Pourtant, la politesse possède un effet d’entraînement: en effet, cet étudiant ayant reçu un accueil cordial de son professeur sera probablement porté à agir dans ce sens avec les autres. C’est le genre de situation que Denis Jeffrey, professeur au Département d’études sur l’enseignement et l’apprentissage, a expliquée à des élèves de la Commission scolaire de Montréal lors d’une série de conférences portant sur le civisme et la civilité. Par exemple, est-il acceptable qu’une personne qui parle avec son téléphone portable dans un espace public le fasse comme si elle était seule au monde? Réponse: non. Quel est le choix le plus approprié face à cette situation: interdire l’usage du cellulaire dans certains espaces publics ou miser plutôt sur le savoir-vivre de chacun pour son usage?
Ni trop près ni trop loin
«En toute occasion, faire appel au civisme règle la plus grande partie des problèmes, affirme Denis Jeffrey. Je donne aux élèves l’exemple de la compagnie d’autobus qui assure le transport entre Québec et Montréal. Dès le départ, le chauffeur demande de faire preuve de discrétion en utilisant le cellulaire, le iPod et autres faiseurs de bruits, et ça fonctionne!» Selon Denis Jeffrey, le Québec a encore beaucoup de chemin à faire par rapport aux règles les plus élémentaires de civisme, de civilité et de politesse. Donner la priorité au piéton quand on est au volant de sa voiture, s’excuser quand on bouscule quelqu’un, dire merci et s’il vous plaît, vouvoyer les gens qu’on ne connaît pas représentent des choses qui se perdent, à son avis. «L’autre jour, j’étais dans la salle d’attente du dentiste, raconte Denis Jeffrey. Des parents laissaient leurs jeunes enfants se comporter comme s’ils étaient dans leur salon. Il n’y avait aucune règle de conduite, aucune discrétion. Et pourtant, les parents doivent être les premiers éducateurs de leurs enfants.»
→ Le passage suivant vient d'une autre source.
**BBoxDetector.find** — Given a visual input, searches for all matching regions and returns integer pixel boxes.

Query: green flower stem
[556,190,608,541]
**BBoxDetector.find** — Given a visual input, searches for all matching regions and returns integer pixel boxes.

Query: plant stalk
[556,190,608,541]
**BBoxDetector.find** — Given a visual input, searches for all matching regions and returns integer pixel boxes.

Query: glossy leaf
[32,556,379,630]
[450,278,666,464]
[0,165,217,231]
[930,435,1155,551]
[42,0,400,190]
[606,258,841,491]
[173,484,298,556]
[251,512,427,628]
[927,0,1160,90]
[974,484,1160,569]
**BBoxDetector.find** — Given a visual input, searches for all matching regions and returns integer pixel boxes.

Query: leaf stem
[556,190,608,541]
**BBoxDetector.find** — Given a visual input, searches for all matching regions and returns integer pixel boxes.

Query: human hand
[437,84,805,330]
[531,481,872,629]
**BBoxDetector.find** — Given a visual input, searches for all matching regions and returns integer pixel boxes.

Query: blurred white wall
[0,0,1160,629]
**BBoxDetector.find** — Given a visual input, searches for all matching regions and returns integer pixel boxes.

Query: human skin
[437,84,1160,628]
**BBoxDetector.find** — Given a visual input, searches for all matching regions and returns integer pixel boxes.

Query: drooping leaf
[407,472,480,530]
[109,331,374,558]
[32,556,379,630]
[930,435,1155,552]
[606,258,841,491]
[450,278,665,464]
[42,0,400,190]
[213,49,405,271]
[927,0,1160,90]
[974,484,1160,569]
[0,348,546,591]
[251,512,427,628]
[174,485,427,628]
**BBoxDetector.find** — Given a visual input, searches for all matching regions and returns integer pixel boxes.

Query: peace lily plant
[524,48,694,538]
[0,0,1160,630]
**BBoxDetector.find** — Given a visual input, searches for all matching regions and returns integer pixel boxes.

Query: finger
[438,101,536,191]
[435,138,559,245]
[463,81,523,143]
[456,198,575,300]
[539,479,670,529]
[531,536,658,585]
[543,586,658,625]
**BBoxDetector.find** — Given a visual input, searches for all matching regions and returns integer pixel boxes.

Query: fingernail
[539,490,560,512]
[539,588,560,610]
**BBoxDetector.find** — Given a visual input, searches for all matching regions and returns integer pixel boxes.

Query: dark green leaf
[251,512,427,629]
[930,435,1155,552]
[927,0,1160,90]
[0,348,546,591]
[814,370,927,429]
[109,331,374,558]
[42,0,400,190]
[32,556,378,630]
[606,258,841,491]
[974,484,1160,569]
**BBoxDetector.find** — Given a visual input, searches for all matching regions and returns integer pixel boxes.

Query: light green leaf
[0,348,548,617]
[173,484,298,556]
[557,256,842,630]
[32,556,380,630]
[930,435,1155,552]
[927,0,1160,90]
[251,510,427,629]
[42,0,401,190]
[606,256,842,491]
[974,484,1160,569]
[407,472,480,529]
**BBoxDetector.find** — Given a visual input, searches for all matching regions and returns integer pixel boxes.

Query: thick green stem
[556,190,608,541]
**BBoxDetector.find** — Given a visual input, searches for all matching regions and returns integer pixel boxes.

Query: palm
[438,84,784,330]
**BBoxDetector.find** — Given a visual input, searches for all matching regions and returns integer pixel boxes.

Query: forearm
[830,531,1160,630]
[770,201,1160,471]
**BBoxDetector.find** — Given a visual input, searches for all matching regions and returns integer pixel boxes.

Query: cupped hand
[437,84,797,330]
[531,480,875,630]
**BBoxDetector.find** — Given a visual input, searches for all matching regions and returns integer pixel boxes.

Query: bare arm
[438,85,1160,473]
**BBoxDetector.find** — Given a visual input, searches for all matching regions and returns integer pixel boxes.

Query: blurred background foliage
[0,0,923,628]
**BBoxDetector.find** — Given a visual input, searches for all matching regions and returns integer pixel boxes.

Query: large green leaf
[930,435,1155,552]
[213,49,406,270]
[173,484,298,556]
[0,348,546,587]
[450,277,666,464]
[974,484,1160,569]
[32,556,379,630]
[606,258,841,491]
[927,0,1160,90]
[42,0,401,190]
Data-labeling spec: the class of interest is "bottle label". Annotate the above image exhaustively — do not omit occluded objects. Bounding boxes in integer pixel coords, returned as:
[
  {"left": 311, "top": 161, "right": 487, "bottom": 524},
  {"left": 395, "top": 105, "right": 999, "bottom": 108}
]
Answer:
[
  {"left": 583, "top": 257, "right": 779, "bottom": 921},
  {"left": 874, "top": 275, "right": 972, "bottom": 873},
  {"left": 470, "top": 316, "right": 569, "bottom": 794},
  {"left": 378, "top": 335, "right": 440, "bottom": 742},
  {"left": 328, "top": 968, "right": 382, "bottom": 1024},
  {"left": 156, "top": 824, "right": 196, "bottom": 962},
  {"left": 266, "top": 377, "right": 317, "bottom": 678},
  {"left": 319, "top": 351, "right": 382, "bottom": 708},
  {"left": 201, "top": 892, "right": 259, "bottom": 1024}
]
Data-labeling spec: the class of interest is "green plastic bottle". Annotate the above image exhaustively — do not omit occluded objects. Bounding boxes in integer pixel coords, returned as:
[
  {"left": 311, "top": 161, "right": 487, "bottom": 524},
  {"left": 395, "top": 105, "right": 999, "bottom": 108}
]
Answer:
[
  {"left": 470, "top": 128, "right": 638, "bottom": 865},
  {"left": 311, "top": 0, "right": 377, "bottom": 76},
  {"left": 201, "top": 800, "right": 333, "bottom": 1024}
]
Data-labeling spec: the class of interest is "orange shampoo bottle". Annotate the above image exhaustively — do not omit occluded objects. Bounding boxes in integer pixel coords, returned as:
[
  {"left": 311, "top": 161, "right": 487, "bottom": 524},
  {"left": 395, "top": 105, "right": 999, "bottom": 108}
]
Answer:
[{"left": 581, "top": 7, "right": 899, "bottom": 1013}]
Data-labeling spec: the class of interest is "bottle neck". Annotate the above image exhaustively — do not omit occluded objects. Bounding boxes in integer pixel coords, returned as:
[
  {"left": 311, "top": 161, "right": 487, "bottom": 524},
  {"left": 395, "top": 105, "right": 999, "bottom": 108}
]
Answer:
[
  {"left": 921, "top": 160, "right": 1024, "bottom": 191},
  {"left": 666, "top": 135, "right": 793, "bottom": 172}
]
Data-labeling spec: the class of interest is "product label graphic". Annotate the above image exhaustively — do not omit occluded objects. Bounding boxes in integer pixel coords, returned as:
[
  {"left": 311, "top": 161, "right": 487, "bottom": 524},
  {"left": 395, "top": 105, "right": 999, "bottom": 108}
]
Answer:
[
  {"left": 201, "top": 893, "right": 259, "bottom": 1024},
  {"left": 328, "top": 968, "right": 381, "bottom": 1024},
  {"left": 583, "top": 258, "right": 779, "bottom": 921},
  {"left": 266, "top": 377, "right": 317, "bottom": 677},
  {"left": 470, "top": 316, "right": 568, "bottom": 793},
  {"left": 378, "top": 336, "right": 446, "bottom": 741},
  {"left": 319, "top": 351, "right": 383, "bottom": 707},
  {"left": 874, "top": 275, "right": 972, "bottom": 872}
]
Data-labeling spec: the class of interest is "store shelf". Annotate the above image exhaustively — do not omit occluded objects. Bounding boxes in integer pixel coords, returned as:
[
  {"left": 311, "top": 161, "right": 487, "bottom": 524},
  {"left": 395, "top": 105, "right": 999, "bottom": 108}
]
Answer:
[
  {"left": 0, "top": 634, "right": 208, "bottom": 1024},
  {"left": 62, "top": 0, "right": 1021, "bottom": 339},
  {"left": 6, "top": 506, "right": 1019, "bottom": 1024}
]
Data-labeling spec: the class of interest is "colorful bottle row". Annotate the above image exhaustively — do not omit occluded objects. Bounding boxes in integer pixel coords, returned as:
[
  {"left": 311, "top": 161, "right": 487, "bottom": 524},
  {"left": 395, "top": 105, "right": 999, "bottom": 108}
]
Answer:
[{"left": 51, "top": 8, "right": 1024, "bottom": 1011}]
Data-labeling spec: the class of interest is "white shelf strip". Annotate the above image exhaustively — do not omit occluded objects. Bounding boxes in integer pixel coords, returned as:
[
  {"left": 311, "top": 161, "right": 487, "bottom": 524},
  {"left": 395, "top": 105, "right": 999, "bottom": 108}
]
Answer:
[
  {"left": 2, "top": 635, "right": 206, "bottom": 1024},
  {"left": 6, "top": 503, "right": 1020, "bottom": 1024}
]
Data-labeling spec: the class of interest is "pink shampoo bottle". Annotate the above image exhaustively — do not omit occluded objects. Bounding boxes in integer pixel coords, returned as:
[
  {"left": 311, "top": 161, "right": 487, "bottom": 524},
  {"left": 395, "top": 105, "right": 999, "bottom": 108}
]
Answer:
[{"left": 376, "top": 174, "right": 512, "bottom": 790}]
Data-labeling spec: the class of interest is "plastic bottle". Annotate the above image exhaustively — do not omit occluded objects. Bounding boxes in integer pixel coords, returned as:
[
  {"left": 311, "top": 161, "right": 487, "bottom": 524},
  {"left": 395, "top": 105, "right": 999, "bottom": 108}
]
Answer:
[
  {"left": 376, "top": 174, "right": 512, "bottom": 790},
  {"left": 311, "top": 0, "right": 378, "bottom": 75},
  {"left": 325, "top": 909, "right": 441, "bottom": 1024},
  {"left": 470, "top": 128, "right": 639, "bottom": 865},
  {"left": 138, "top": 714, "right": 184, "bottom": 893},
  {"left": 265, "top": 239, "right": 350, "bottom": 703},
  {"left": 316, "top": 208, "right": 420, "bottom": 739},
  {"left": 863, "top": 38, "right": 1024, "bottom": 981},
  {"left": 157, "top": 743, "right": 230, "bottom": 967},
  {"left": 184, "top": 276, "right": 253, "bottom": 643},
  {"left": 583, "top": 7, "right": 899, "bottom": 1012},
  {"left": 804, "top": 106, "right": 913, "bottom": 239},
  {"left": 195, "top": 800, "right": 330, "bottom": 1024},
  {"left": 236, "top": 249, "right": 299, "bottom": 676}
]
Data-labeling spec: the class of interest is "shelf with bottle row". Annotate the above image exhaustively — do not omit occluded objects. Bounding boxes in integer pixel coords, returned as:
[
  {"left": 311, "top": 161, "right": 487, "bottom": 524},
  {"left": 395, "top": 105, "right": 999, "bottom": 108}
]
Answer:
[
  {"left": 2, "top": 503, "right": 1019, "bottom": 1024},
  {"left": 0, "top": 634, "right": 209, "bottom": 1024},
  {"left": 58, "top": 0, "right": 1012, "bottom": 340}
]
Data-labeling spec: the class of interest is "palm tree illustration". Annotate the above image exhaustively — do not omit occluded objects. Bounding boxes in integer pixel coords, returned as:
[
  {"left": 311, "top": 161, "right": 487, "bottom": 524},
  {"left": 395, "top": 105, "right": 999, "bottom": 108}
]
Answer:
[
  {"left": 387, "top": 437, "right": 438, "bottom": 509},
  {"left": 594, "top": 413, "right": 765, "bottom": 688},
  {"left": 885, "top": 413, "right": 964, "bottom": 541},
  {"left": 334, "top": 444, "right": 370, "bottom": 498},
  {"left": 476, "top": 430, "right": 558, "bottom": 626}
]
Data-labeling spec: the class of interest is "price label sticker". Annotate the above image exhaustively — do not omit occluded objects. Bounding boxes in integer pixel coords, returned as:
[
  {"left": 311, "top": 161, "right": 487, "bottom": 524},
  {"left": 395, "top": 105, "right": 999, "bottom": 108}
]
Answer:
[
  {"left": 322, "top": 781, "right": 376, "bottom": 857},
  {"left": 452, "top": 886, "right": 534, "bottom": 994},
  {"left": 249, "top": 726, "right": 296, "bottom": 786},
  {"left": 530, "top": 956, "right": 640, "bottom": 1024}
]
D'après Denis Jeffrey, la condition présidant à toutes nos relations de civilité devrait être de garder une juste distance de respect avec toute personne, qu’elle nous soit familière ou étrangère, qu’elle soit une personne d’ici ou d’ailleurs, une femme ou un homme, un premier ministre ou un prêtre. «Pour instaurer une relation sociale, on doit se rapprocher de l’autre, mais en se gardant de l’envahir, dit-il. Une bonne distance ne pourrait être mesurée. Elle évolue au rythme de ce qui se passe entre les individus qui se rencontrent. Il est certain que chacun protège son espace vital, et qu'on n'entre pas dans cet espace sans y être invité. Le respect de la personne humaine passe par le respect de cet espace entre nous qui nous permet d'exister sans être abandonné ou délaissé, sans être non plus sous l'emprise de l'autre.»